Updates golang/go#49269
Fixes golang/go#39885
For golang/go#49952
Change-Id: I13b41db8041f1112a70f106c55f077b904b12cb8
Reviewed-on: https://go-review.googlesource.com/c/crypto/+/392394
Trust: Filippo Valsorda <filippo@golang.org>
Run-TryBot: Filippo Valsorda <filippo@golang.org>
TryBot-Result: Gopher Robot <gobot@golang.org>
Reviewed-by: Roland Shoemaker <roland@golang.org>
ssh/agent/client.go | 24 ++++++----
ssh/client_auth.go | 116 +++++++++++++++++++++++++++++++++++++++---------
ssh/client_auth_test.go | 54 +++++++++++++++++++++-
ssh/common.go | 7 +--
ssh/handshake.go | 7 +++
ssh/messages.go | 11 +++++
ssh/server.go | 8 +++-
7 files changed, 192 insertions(+), 35 deletions(-)
bisect found first bad commit
Additional Debug Information
CC: @FiloSottile
I tried to debug further and narrowed down the difference in behavior to x/crypto/ssh.confirmKeyAck function, which thinks that there is a mismatch between the algorithm used by the client and responded by the server. Note the additional fmt.Printf that I added under case msgUserAuthPubKeyOk.
func confirmKeyAck(key PublicKey, algo string, c packetConn) (bool, error) {
pubKey := key.Marshal()
for {
packet, err := c.readPacket()
if err != nil {
return false, err
}
switch packet[0] {
case msgUserAuthBanner:
if err := handleBannerResponse(c, packet); err != nil {
return false, err
}
case msgUserAuthPubKeyOk:
var msg userAuthPubKeyOkMsg
if err := Unmarshal(packet, &msg); err != nil {
return false, err
}
fmt.Printf("msg.Algo: %s, algo: %s\n", msg.Algo, algo)

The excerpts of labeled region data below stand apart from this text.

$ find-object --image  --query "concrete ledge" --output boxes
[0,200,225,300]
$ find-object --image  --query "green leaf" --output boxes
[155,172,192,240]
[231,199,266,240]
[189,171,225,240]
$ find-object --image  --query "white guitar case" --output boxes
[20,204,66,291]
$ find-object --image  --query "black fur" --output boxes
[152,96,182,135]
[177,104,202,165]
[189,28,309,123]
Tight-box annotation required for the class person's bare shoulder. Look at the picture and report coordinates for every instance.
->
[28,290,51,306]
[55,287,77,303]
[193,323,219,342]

if msg.Algo != algo || !bytes.Equal(msg.PubKey, pubKey) {
return false, nil
}
return true, nil
case msgUserAuthFailure:
return false, nil
default:
return false, unexpectedMessageError(msgUserAuthPubKeyOk, packet[0])
}
}
}In the failing case, it produces the following output.

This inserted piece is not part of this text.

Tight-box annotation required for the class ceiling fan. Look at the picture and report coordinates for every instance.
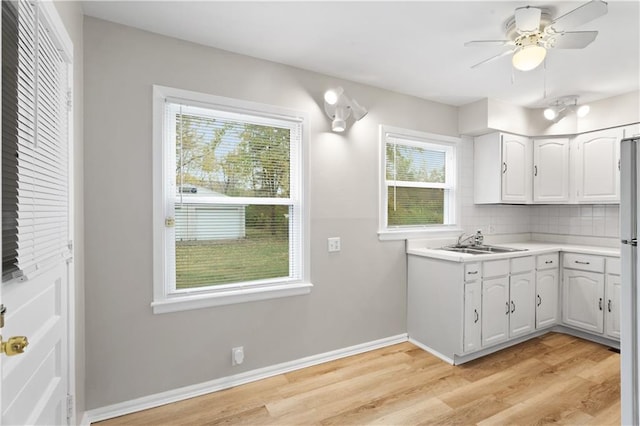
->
[464,0,607,71]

msg.Algo: ssh-rsa, algo: rsa-sha2-256
What is even more interesting is that the algo was reported as rsa-sha2-256 even though it was generated as rsa-sha2-512!
In the succeeding case, both are of value ssh-rsa.
ssh-ed25519 works fine with both the new and old versions of crypto library. As a workaround for now, we are recommending our users to stick with ed25519 keys because of this issue.